Unlike previous popes who took hardline positions on gays and homosexuals, Pope Francis adopted a pastoral stance.

Asked what he thinks about homosexuals who are of goodwill and in search of God — particularly about a gay lobby in the Vatican — his reply sparked controversy.

“If a person is gay and seeks God and has goodwill, who am I to judge?” he told reporters.

Conservatives feared he might be changing doctrine, which he did not.

He was merely emphasizing that mercy is “the first attribute of God,” proclaiming that “the name of God is mercy.”

While Pope Francis did not change the Church’s stance on same-sex marriage, he expressed openness to civil same-sex unions but not Church-sanctioned ones.

He voiced opposition to the criminalization of homosexuality, stating the homosexual act is “not a crime. Yes, but it’s a sin.”

His delicate balancing between mercy and doctrine is a defining feature of his papacy.

He was pastoral, not doctrinal, in his ministry — perhaps his greatest legacy.

What John Paul II and Benedict XVI censured, Pope Francis rehabilitated.

This is another distinctive trait of his pontificate.

Liberation theology, which emerged in Latin America, was reproached by the two previous popes but was treated by Pope Francis with rapprochement.

This is no surprise, as Pope Francis is the first Latin American pope.

He canonized the martyred champion of liberation theology, Archbishop Oscar Romero of El Salvador.

Unlike John Paul II and Benedict XVI, who were allergic to people with Marxist thinking, Pope Francis was not.

“I have known many Marxists, and they are good people,” he said.

Pope Francis himself was critical of unbridled capitalism and denounced the global economic system that victimizes the poor.

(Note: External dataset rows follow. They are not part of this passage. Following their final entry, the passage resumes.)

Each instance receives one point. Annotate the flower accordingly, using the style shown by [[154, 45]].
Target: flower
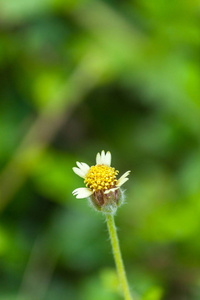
[[102, 185]]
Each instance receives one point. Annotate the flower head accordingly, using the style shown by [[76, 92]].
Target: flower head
[[102, 185]]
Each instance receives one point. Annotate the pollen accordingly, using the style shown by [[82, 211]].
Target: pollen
[[101, 177]]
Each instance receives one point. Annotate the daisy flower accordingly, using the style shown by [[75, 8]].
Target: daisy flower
[[101, 180]]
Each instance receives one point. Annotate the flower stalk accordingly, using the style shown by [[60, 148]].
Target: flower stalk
[[117, 256]]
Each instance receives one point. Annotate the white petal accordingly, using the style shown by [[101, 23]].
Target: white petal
[[111, 190], [108, 158], [103, 157], [79, 172], [120, 181], [83, 166], [82, 193], [98, 159]]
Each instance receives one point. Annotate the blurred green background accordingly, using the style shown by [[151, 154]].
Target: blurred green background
[[78, 77]]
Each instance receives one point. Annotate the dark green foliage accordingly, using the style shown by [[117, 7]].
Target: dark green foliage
[[78, 77]]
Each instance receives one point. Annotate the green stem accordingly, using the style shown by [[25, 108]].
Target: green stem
[[118, 257]]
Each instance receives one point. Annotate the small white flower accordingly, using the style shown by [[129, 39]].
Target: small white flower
[[100, 179]]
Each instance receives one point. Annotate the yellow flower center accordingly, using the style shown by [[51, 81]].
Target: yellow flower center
[[101, 177]]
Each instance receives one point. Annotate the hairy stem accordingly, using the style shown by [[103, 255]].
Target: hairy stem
[[117, 256]]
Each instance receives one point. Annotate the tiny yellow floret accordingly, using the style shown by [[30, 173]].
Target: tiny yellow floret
[[101, 177]]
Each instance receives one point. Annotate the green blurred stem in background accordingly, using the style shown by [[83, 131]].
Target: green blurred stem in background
[[118, 257]]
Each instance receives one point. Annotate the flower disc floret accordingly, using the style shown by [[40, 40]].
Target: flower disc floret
[[101, 177]]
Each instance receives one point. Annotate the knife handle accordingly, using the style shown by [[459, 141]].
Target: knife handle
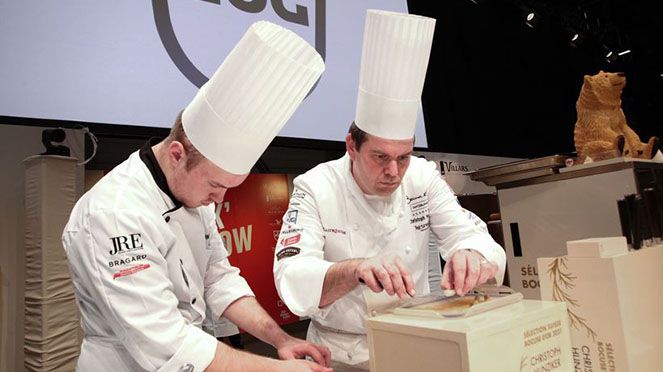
[[653, 214], [634, 214], [625, 220]]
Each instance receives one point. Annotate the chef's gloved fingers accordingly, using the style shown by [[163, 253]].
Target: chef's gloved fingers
[[488, 271], [472, 272], [384, 277], [407, 278], [463, 271], [447, 278]]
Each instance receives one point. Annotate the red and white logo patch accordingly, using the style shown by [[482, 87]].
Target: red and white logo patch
[[130, 270], [291, 240]]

He was the first pope to issue a papal encyclical on the environment, Laudato Si, which linked global exploitation and environmental destruction.

He spoke of the “ecological debt” of wealthy nations and supported the science of climate change.

Laudato Si helped build global consensus toward the 2015 Paris Climate Agreement — a testament to his enduring influence.

A child of migrant parents, Pope Francis also championed the cause of migrants.

His first overseas trip as pope was to the Italian island of Lampedusa, where he visited refugees and migrants from Africa, the Middle East, and Asia.

He called for building bridges, not walls, and denounced the “globalization of indifference,” which “makes us think only of ourselves, makes us insensitive to the cries of other people.”

A tireless advocate and promoter of peace, Pope Francis denounced the ongoing wars in Ukraine and Gaza.

He made nightly calls to the lone Catholic Church in Gaza while the Israeli invasion raged, consoling and comforting the tiny Christian community.

A pope from the periphery, giving voice to the issues and problems of those on the margins, Pope Francis is truly a people’s pope.

He did not write elegant and sophisticated theological or philosophical treatises like Benedict XVI, nor did he have the political star power of John Paul II.

Pope Francis was a simple pastor, ministering to the wounds and bruises of his flock, assuaging their hurt and pain.

His sensitivity to the problems and needs of his congregation made him the universal father of the universal Church.

Jorge Mario Cardinal Bergoglio truly lived up to his papal name and the saint bearing that name, whose radical poverty and simplicity he emulated.

The global community — particularly the poor and those on the periphery — lost a champion in Pope Francis.